You are unique, your digestive system is unique, your food preferences are unique, your constitution, in combination with ethnic provenance and health history, is unique.
It's ok to critically read books on diet trends (paleo, ketogenic, vegan, vegetarian, flexitarian, ethnic), or on nutrition, in order to become informed on the state of our food and its profound influence on our wellbeing. But then you need to test these theories mindfully on your own body to understand what agrees with you and what doesn't, what aggravates certain conditions or alleviates them, what gives you energy, what regulates your weight, what helps you heal. The one exception I'll take is refined sugar. It's not good for anybody. Period.
We like to simplify and standardize, but imagine what would happen if some diet fundamentalist prescribed the same diet for all seven billion people on this planet? Digestive systems have adapted over hundreds and thousands of years to what is available geographically. Prescribe a vegetarian diet to an Inuit, or an Inuit diet to a Hindu - ok, these are extreme analogies - and they would likely become ill.

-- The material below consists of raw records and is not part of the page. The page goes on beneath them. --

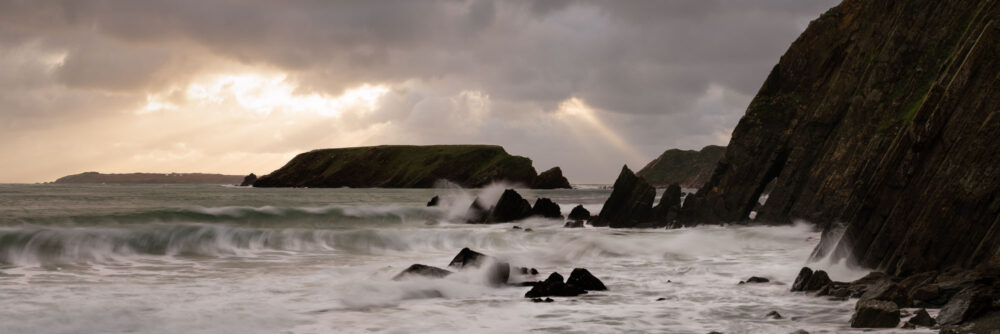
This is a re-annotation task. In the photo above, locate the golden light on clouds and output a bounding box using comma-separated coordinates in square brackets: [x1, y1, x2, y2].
[142, 74, 389, 116]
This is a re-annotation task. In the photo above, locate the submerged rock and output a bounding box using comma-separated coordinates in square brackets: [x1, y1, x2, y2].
[531, 197, 563, 219]
[530, 167, 573, 189]
[591, 166, 665, 228]
[567, 205, 590, 220]
[566, 268, 608, 291]
[240, 173, 257, 187]
[851, 299, 899, 328]
[524, 273, 587, 298]
[392, 264, 451, 281]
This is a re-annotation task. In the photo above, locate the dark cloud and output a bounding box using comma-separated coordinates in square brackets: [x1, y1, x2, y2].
[0, 0, 836, 181]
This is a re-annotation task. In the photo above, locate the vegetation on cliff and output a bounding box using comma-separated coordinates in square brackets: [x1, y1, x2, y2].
[253, 145, 561, 188]
[635, 145, 726, 188]
[53, 172, 243, 184]
[681, 0, 1000, 275]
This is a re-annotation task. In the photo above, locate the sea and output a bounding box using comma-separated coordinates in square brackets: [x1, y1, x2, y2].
[0, 184, 920, 333]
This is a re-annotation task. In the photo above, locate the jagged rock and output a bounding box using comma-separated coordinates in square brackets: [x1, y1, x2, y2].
[591, 166, 656, 228]
[531, 198, 563, 219]
[682, 0, 1000, 276]
[906, 309, 937, 327]
[802, 270, 833, 291]
[851, 299, 899, 328]
[240, 173, 257, 187]
[448, 247, 510, 285]
[566, 268, 608, 291]
[531, 167, 573, 189]
[792, 267, 813, 291]
[636, 145, 726, 188]
[524, 273, 587, 298]
[392, 264, 451, 281]
[653, 184, 682, 226]
[861, 279, 909, 306]
[567, 205, 590, 220]
[937, 285, 993, 325]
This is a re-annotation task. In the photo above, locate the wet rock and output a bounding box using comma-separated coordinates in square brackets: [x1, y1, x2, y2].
[240, 173, 257, 187]
[568, 205, 590, 220]
[861, 279, 909, 306]
[531, 167, 573, 189]
[392, 264, 451, 281]
[802, 270, 833, 291]
[566, 268, 608, 291]
[448, 247, 510, 286]
[937, 285, 993, 325]
[792, 267, 813, 291]
[591, 166, 664, 228]
[851, 299, 899, 328]
[531, 198, 563, 219]
[524, 273, 587, 298]
[906, 309, 937, 327]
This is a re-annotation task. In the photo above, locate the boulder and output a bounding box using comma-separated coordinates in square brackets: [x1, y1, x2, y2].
[568, 205, 590, 220]
[531, 197, 563, 219]
[240, 173, 257, 187]
[591, 166, 659, 228]
[448, 247, 510, 286]
[524, 273, 587, 298]
[937, 285, 993, 325]
[392, 264, 451, 281]
[861, 278, 909, 306]
[906, 309, 937, 327]
[851, 299, 899, 328]
[566, 268, 608, 291]
[802, 270, 833, 291]
[792, 267, 813, 291]
[531, 167, 573, 189]
[487, 189, 531, 223]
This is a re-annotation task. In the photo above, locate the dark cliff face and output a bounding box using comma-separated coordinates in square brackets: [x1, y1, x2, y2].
[635, 145, 726, 188]
[253, 145, 537, 188]
[682, 0, 1000, 274]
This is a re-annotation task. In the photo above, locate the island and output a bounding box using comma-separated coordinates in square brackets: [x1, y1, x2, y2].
[253, 145, 569, 189]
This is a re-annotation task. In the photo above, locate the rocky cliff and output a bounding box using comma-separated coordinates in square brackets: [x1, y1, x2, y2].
[681, 0, 1000, 274]
[635, 145, 726, 188]
[53, 172, 243, 184]
[253, 145, 561, 188]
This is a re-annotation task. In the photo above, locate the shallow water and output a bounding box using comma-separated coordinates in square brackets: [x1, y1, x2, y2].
[0, 185, 912, 333]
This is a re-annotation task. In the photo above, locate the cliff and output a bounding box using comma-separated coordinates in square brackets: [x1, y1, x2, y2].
[636, 145, 726, 188]
[253, 145, 561, 188]
[53, 172, 243, 184]
[681, 0, 1000, 274]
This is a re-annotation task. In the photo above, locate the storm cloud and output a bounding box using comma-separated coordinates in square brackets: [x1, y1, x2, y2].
[0, 0, 836, 183]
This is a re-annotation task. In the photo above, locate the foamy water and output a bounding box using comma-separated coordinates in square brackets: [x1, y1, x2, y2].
[0, 185, 920, 333]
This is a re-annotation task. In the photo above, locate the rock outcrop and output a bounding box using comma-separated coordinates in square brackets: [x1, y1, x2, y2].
[681, 0, 1000, 276]
[591, 166, 656, 228]
[529, 167, 573, 189]
[254, 145, 556, 188]
[635, 145, 726, 188]
[53, 172, 244, 185]
[240, 173, 257, 187]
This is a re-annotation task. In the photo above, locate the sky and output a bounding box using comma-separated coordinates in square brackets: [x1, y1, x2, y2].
[0, 0, 838, 183]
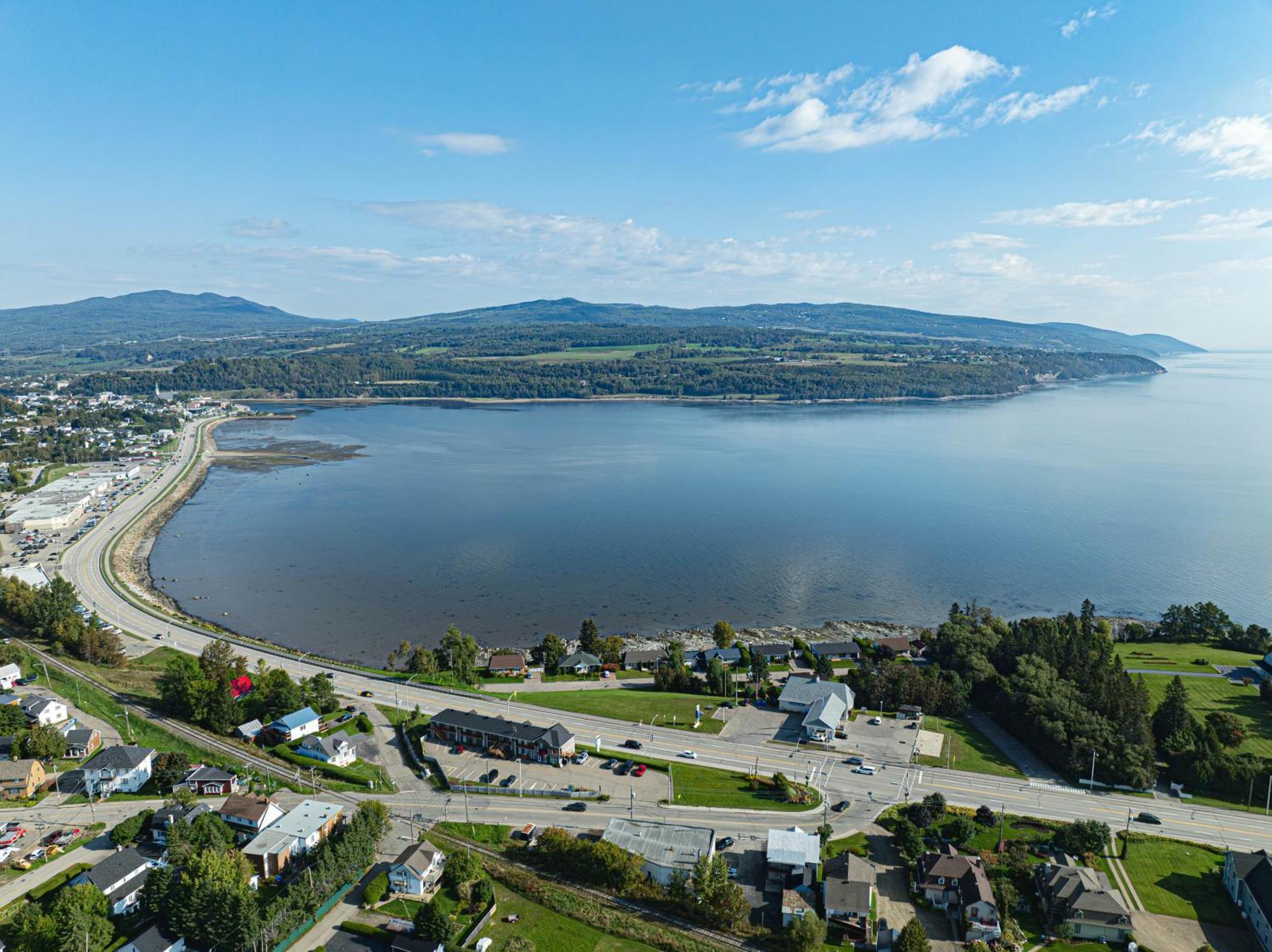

So, take all you read, all that people say, with a grain of salt - then see what really applies to your own condition and constitution. Although I had already cut out a lot of grain from my diet (and lost quite a bit of weight in the process) I am currently trying this gluten-free thing. I'm really not convinced this is necessary for me - we'll see, hoping to prove myself wrong. No diet applies to all - which one is the right one for you?